Neden sonra, kucağında küçük bir çocukla uzun boylu irice bir adam içeri girdi. Masada oturanlardan bir kaçı gülerek ona laf atınca gelenin aradığı adam olduğunu anladı. Çay ocağının girişinde Baybora’yla konuştuklarını ve başıyla kendisini işaret ettiğini gördü. Tek duyduğu şey ise çocuktan bahseden “n’etsem fayda etmedi, uyumadı herifçioğlu” sözleriydi. Masaları dolaşan, düşüp kalkan oğlana takıldı gözleri.

“Beni aramışsınız” dedi Levent Cantek. Ayağa kalkarak sıcak biçimde tokalaştı Ambrose Bierce. “Hayır” dedi “Sizi değil de sizin tanıdığınız birini arıyorum”. O, “kim?” diye sormadan devam etti. “Aziz Tuna’yı arıyorum, arkadaşımdır

“Ne zamandır arıyorum, sora sora size geldim”. İçi daralmıştı, adamın Aziz’i tanımamasından, onun yerini bilmemesinden, kendisinden kuşkulanmasından, bin türlü nedenle yardım etmemesinden korktu. “Olur gideriz yazıhanesine” dediğinde kalbi çığlık attı.

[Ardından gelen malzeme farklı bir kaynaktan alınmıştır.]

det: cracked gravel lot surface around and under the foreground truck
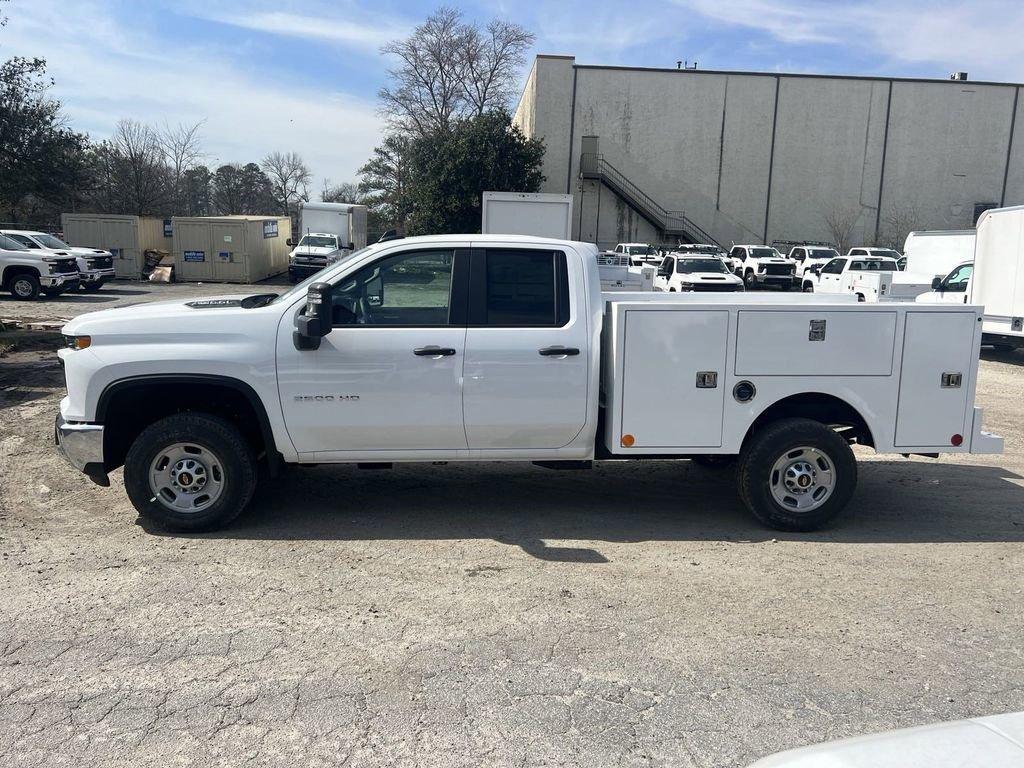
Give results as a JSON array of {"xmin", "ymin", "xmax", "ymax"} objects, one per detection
[{"xmin": 0, "ymin": 284, "xmax": 1024, "ymax": 768}]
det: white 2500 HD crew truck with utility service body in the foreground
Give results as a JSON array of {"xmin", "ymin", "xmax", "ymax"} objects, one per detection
[{"xmin": 55, "ymin": 234, "xmax": 1002, "ymax": 530}]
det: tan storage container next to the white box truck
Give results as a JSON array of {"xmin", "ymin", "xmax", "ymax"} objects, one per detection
[{"xmin": 172, "ymin": 216, "xmax": 292, "ymax": 283}]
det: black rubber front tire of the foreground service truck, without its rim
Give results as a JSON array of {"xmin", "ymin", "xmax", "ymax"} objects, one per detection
[{"xmin": 124, "ymin": 414, "xmax": 257, "ymax": 531}]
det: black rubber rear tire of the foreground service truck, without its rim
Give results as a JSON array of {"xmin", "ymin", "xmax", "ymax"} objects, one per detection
[{"xmin": 736, "ymin": 419, "xmax": 857, "ymax": 531}]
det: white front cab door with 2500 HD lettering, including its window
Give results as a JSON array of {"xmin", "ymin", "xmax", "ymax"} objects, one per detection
[{"xmin": 278, "ymin": 247, "xmax": 469, "ymax": 459}]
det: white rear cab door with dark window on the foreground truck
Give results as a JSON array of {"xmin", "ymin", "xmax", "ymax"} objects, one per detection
[{"xmin": 463, "ymin": 246, "xmax": 591, "ymax": 450}]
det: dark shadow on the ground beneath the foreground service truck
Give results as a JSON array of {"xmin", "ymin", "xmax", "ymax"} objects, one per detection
[{"xmin": 169, "ymin": 460, "xmax": 1024, "ymax": 563}]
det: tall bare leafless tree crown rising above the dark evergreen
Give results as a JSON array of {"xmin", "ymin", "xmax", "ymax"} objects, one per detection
[{"xmin": 378, "ymin": 7, "xmax": 534, "ymax": 136}]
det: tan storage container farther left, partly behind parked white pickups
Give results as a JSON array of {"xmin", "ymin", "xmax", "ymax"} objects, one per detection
[{"xmin": 60, "ymin": 213, "xmax": 171, "ymax": 280}]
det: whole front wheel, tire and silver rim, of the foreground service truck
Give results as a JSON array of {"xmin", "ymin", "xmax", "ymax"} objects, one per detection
[{"xmin": 124, "ymin": 414, "xmax": 256, "ymax": 530}]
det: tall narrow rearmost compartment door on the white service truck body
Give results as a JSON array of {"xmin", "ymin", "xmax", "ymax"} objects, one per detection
[{"xmin": 896, "ymin": 312, "xmax": 977, "ymax": 447}]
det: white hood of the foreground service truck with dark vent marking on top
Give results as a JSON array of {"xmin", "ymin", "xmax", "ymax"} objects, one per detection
[{"xmin": 60, "ymin": 293, "xmax": 280, "ymax": 336}]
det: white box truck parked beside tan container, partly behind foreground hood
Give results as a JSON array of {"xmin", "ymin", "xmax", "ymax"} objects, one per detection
[{"xmin": 288, "ymin": 202, "xmax": 367, "ymax": 283}]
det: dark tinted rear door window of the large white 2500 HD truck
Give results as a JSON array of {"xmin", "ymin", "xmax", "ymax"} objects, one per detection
[{"xmin": 470, "ymin": 250, "xmax": 569, "ymax": 328}]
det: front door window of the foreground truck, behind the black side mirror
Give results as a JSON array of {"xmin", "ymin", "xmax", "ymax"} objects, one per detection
[{"xmin": 331, "ymin": 248, "xmax": 455, "ymax": 327}]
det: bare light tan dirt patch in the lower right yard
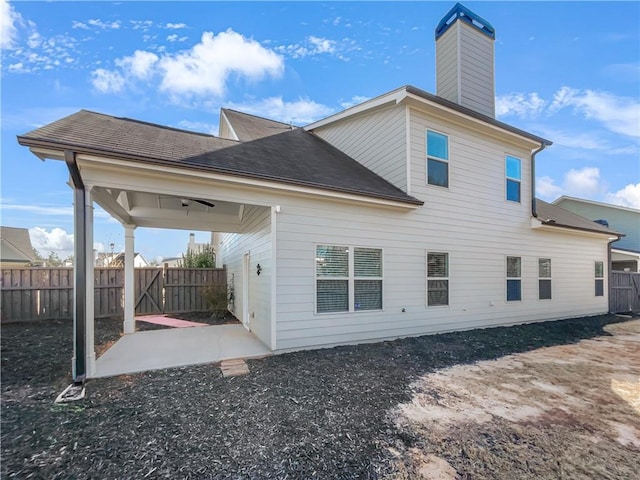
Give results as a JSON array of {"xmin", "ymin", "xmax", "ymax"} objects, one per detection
[{"xmin": 393, "ymin": 320, "xmax": 640, "ymax": 480}]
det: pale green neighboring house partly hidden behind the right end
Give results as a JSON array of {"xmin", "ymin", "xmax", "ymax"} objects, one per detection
[{"xmin": 553, "ymin": 196, "xmax": 640, "ymax": 272}]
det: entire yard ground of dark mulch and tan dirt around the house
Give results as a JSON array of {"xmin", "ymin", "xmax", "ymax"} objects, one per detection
[{"xmin": 0, "ymin": 315, "xmax": 640, "ymax": 480}]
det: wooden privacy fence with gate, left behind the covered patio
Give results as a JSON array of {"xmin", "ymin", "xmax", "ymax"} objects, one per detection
[{"xmin": 0, "ymin": 267, "xmax": 227, "ymax": 322}]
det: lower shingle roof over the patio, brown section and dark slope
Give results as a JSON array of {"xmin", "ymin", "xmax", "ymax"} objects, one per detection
[{"xmin": 18, "ymin": 110, "xmax": 423, "ymax": 205}]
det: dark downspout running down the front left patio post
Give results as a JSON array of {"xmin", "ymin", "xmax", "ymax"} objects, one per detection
[{"xmin": 64, "ymin": 150, "xmax": 87, "ymax": 385}]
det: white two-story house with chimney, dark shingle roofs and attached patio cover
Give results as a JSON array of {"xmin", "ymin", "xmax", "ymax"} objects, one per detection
[{"xmin": 18, "ymin": 4, "xmax": 618, "ymax": 374}]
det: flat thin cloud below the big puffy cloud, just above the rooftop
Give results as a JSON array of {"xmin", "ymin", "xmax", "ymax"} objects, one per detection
[{"xmin": 229, "ymin": 97, "xmax": 334, "ymax": 125}]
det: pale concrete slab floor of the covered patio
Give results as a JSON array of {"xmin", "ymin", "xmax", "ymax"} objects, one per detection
[{"xmin": 93, "ymin": 325, "xmax": 271, "ymax": 378}]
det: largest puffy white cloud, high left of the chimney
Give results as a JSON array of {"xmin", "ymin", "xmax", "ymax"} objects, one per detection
[{"xmin": 159, "ymin": 29, "xmax": 284, "ymax": 96}]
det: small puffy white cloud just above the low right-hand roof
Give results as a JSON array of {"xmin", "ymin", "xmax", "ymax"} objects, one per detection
[{"xmin": 536, "ymin": 167, "xmax": 606, "ymax": 199}]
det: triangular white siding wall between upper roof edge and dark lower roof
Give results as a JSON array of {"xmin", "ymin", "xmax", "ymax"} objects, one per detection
[{"xmin": 313, "ymin": 106, "xmax": 407, "ymax": 191}]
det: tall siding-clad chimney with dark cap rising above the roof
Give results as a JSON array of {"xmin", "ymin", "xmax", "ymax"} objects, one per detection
[{"xmin": 436, "ymin": 3, "xmax": 495, "ymax": 118}]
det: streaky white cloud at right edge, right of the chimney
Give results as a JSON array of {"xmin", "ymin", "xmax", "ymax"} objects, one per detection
[{"xmin": 549, "ymin": 87, "xmax": 640, "ymax": 137}]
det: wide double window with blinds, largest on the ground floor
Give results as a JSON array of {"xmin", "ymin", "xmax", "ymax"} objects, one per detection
[{"xmin": 316, "ymin": 245, "xmax": 382, "ymax": 313}]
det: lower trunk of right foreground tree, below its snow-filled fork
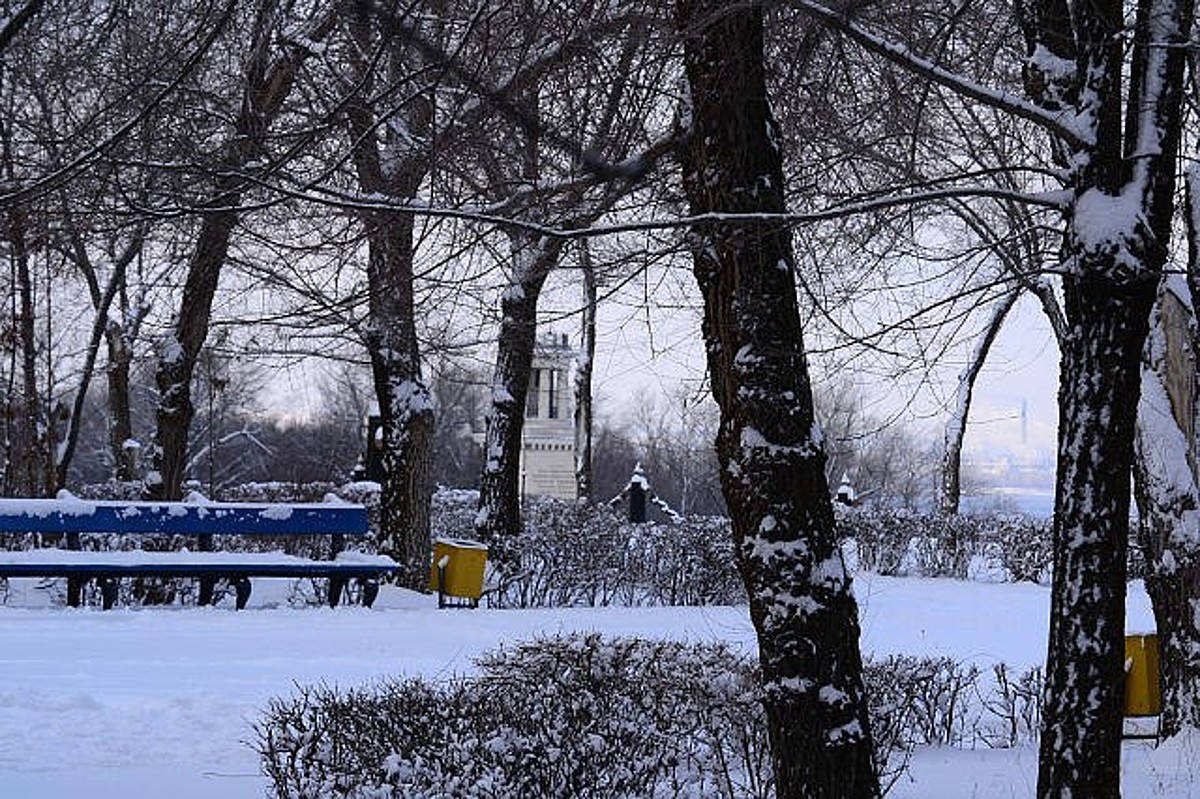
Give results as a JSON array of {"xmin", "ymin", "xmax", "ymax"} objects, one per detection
[{"xmin": 1038, "ymin": 265, "xmax": 1154, "ymax": 798}]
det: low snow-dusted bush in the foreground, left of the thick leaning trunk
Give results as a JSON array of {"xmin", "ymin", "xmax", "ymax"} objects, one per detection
[{"xmin": 257, "ymin": 635, "xmax": 772, "ymax": 799}]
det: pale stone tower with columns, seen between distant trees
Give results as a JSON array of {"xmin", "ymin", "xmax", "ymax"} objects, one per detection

“Eski arkadaş olduğumuzu onu çok özlediğimi söylemiştim değil mi?” dedi Ambrose Bierce, yürüyorlardı. “Evet” dedi, hızlı yürüyordu, durursa terleyecekti Cantek. Birden durup eliyle bir binayı gösterdi. “Kusura bakmazsanız, ben buradan döneyim, oğlan uyumadı zaten, huysuzlanır. Siz selamımı söyleyin”

“Nerede?” dedi telaşla Bierce. Levent Cantek, durunca terleyeceğine kafayı takmış olduğu için ileriye doğru bir iki adım daha atarak “bu pasaj, çamaşır toptancılarının…Aziz de üçüncü katta, kime sorsanız gösterir”.

Yazar değil mi bu adam” diye sordu “ne çamaşırı?”.

“İç çamaşırı” dedi Cantek hızla uzaklaşırken... gülüyordu.

Ambrose Bierce, pasaja doğru yürürken aynı anda şehre yeni bir yolcu treni girdiğini bilemeyecekti. O trendeki yolculardan birinin adı Ezop’tu, sadece bu kadarını söyleyebilirim.